The present study aimed to investigate the demographic and psychological characteristics of Italian cancer patients who use CTs and the perceived benefit of users.
Eight hundred three patients from six Italian oncology departments were interviewed about CT use and completed two questionnaires to explore psychological distress and the resilience trait called sense of coherence (SOC). Patients included in the study had different primary tumor sites and were in different phases of the disease and care process.

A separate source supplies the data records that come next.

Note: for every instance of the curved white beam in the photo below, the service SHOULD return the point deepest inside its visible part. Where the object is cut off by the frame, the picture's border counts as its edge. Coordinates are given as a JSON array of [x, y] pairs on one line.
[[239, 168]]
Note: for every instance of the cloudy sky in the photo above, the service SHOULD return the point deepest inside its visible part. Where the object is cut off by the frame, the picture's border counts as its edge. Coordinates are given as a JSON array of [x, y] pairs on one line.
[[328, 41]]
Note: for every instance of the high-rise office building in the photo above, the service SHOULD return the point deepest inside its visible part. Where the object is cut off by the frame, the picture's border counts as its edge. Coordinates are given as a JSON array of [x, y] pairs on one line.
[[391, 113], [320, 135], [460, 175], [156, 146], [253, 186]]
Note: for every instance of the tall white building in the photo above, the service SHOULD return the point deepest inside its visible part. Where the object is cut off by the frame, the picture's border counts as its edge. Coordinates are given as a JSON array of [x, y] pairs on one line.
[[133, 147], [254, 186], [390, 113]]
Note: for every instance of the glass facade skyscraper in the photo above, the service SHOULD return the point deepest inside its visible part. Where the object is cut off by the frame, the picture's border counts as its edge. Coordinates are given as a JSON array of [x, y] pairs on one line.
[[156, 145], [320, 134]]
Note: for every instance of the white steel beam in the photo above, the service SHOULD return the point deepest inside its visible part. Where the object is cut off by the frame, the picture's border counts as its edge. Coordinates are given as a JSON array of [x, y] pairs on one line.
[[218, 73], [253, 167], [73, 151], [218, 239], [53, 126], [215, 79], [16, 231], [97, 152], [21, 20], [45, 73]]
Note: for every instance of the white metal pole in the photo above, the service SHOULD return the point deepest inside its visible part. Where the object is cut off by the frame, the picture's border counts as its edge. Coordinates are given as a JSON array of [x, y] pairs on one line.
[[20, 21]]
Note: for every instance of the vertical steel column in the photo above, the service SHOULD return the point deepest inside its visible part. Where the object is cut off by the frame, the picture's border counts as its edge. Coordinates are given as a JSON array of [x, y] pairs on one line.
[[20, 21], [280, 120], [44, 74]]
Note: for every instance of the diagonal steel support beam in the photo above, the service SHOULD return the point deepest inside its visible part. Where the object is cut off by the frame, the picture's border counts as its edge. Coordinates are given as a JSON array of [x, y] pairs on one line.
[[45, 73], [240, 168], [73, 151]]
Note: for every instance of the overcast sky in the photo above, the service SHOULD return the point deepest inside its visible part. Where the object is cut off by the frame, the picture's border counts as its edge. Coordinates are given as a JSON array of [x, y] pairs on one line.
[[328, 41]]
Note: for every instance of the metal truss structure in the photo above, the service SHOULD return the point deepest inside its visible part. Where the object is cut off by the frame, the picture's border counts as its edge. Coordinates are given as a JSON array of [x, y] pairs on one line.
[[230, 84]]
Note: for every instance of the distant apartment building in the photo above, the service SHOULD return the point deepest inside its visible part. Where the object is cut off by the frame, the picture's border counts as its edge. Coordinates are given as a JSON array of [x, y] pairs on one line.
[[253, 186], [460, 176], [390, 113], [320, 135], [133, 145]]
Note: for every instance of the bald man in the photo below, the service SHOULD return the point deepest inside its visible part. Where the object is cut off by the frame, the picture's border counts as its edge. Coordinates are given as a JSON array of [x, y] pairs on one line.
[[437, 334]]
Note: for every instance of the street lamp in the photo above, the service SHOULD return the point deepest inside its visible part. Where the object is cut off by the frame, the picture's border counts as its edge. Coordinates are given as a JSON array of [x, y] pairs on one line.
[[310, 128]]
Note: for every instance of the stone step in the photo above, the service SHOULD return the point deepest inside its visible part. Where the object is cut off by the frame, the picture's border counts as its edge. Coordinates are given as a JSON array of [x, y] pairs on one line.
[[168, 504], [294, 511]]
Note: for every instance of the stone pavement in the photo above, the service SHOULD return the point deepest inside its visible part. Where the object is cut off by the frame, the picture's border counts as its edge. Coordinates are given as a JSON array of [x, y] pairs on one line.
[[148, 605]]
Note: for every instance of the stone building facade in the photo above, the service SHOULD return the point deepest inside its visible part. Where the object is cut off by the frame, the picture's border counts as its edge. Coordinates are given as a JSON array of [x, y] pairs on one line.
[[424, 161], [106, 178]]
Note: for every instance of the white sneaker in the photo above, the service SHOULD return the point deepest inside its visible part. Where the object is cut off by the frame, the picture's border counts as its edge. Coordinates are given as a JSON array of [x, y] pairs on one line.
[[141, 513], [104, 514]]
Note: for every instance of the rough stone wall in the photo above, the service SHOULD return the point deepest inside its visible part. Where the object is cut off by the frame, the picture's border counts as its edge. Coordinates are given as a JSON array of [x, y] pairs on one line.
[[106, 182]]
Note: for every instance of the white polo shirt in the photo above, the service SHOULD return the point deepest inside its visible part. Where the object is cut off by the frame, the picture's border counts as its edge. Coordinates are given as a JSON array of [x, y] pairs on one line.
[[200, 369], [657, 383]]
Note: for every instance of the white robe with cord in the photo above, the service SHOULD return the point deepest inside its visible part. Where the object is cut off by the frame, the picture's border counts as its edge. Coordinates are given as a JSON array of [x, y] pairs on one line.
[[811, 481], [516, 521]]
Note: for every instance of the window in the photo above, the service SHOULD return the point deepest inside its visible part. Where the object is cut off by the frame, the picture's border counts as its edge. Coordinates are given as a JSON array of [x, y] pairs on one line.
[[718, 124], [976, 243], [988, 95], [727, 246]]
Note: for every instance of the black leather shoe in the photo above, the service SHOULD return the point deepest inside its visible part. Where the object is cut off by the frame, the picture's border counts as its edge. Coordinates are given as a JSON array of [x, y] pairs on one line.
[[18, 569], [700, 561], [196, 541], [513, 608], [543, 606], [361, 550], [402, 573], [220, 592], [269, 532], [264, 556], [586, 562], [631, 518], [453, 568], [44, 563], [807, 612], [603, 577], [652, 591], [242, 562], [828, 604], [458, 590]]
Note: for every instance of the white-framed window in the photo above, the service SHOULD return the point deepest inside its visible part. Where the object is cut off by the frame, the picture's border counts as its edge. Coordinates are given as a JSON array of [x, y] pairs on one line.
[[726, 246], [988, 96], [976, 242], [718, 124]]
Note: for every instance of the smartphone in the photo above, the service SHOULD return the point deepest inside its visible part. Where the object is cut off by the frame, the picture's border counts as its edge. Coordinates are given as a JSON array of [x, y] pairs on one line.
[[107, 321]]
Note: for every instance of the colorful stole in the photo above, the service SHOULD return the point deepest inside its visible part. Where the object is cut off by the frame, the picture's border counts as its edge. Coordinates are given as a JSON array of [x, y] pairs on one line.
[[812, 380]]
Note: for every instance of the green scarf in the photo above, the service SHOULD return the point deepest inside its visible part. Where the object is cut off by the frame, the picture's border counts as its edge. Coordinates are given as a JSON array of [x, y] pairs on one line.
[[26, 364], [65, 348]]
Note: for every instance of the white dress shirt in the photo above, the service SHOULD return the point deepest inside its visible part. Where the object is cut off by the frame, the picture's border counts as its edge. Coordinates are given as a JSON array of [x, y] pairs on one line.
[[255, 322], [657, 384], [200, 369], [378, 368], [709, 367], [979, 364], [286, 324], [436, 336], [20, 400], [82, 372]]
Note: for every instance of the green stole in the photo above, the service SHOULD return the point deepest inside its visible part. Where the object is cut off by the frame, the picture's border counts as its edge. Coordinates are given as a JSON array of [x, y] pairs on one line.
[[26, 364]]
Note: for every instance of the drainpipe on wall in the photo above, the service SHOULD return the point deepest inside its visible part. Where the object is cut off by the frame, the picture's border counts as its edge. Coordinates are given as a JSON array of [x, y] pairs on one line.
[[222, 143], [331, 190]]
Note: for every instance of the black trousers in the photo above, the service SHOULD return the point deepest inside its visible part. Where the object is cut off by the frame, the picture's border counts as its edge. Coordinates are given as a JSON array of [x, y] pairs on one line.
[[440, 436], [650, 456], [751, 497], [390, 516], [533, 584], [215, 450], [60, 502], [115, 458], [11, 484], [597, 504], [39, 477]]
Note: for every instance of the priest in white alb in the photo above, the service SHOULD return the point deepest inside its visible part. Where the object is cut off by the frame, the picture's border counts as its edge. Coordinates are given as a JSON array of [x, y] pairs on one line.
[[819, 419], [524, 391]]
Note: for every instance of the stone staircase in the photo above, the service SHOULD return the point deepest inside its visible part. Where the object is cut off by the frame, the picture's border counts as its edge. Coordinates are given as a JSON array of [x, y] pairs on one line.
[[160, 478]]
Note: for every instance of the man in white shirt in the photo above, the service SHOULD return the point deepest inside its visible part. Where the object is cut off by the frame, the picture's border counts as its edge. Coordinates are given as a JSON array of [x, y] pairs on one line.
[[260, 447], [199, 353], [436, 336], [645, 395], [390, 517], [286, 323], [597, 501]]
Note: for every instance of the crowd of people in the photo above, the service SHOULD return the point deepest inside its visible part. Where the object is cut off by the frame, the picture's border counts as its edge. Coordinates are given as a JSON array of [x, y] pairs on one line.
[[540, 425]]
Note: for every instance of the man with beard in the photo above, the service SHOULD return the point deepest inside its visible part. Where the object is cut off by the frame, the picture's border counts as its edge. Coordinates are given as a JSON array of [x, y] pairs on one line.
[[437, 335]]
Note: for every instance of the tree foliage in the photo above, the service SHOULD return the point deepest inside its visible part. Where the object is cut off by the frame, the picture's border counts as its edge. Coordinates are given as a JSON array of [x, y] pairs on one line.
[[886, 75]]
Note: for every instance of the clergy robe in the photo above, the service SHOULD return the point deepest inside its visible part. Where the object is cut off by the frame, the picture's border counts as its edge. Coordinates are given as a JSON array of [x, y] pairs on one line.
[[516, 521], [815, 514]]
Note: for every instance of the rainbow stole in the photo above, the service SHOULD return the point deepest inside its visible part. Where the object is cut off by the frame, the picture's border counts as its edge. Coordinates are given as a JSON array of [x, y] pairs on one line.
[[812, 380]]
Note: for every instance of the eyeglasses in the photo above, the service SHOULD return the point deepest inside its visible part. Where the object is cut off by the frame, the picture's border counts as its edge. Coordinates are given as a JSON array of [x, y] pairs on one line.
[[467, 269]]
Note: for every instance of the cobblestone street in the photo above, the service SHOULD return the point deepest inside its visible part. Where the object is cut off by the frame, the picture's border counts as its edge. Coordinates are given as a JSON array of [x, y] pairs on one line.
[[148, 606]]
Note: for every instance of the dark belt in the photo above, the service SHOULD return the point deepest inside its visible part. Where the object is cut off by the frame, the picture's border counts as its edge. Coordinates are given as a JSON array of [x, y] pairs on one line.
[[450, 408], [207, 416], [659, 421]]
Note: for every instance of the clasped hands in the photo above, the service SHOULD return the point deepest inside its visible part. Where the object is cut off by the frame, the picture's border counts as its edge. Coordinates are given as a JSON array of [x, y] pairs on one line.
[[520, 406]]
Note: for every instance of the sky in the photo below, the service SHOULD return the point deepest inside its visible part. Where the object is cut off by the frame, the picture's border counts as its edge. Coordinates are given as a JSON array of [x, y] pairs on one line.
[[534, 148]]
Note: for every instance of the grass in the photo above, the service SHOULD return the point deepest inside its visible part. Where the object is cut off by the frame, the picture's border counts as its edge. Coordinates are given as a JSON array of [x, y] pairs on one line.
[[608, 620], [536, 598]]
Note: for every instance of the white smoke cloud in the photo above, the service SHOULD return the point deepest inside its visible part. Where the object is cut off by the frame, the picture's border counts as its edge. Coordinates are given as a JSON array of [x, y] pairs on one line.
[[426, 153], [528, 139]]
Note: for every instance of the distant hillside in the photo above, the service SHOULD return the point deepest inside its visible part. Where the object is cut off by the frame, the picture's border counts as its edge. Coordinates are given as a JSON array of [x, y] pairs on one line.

At the time of measurement, 37.9% of patients were using one or more types of CTs. The most commonly used CTs were diets and dietary supplements (27.5%), herbs (10.8%), homeopathy (6.4%), and mind-body therapies (5.5%). The Italian context is characterized by a high percentage of patients who informed their physicians about CT use (66.3%) and who experienced benefits (89.6%); 75.2% of the patients had used CTs in the past. Multivariate analysis revealed that young, female patients, who previously used complementary and alternative medicine in the past, appear more likely to use at least one type of CT in the present. Predictors of the use of CTs varied according to the type of CT. Among psychological factors, SOC was positively associated with both past and present CT use.
Overall prevalence of CTs among Italian cancer patients is high and is in accordance with the European average. In addition to clinical and sociodemographic factors, the resilience trait SOC also was associated with CT use.